Same story with Prolog. It might be a good language, but there are all sorts of special cases and exceptions when working with it interactively. I've gotten so much used to working interactively, to have a live, one-on-one honest conversation with my language and environment that languages without it seem brain-dead somehow.
Try https://github.com/triska/ediprolog for a great interactive Prolog mode for Emacs. Much better that SLIME (as I remember it from briefly playing with it ten years ago): There is no notion of moving code from your edit buffer to a REPL, the code in your edit buffer is your program. Queries are also part of your program (using special comment syntax) rather than entered in a separate REPL and lost when you close that.

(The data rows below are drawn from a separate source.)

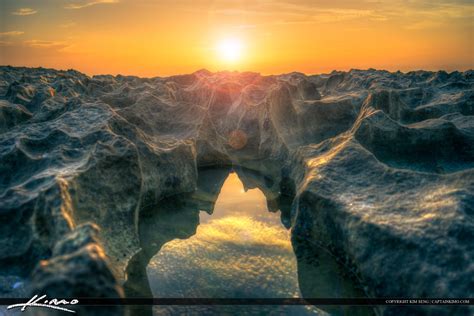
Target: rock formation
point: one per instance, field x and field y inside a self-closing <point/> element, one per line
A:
<point x="381" y="165"/>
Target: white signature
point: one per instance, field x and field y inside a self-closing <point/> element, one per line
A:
<point x="36" y="301"/>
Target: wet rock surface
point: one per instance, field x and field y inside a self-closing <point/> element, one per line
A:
<point x="381" y="164"/>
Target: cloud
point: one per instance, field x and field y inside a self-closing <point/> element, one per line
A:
<point x="24" y="11"/>
<point x="88" y="3"/>
<point x="45" y="44"/>
<point x="68" y="25"/>
<point x="11" y="33"/>
<point x="6" y="43"/>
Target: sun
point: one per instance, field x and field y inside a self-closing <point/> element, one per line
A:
<point x="229" y="49"/>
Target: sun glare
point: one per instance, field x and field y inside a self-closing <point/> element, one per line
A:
<point x="229" y="50"/>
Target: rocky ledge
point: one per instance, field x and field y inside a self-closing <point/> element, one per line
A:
<point x="382" y="166"/>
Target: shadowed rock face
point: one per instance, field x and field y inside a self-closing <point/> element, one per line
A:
<point x="381" y="163"/>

I think Tuareg-mode also makes the OCaml part a lot less painful. It's a bit unfair to compare Lisp used with tight Emacs integration to OCaml used seemingly without the corresponding integration.
OCaml is pretty sweet too, but I think it strikes a different balance. You end up with something more static of course, but I've found it to be quick to compile, and quick to run.
You still can't compare to the SLIME experience for CL of course, though tools like Utop are nice. That and a few other add-ons try to fill some gaps.
Of course, Common Lisp spoiled me beyond words. I've tried OCaml the other day. It might be a good language, but I can't seem to make it integrate nicely with the Emacs workflow that I was used to from Common Lisp. You need ;; at the end of your expression when in the REPL, but not when building a standalone app in OCaml. When compiling it's considered bad practice to put ;; But without it, the REPL doesn't know where the expression ends. Or something like that, anyway.
Same story with Prolog. It might be a good language, but there are all sorts of special cases and exceptions when working with it interactively. I've gotten so much used to working interactively, to have a live, one-on-one honest conversation with my language and environment that languages without it seem brain-dead somehow.
I agree with your "terrible regression" comment.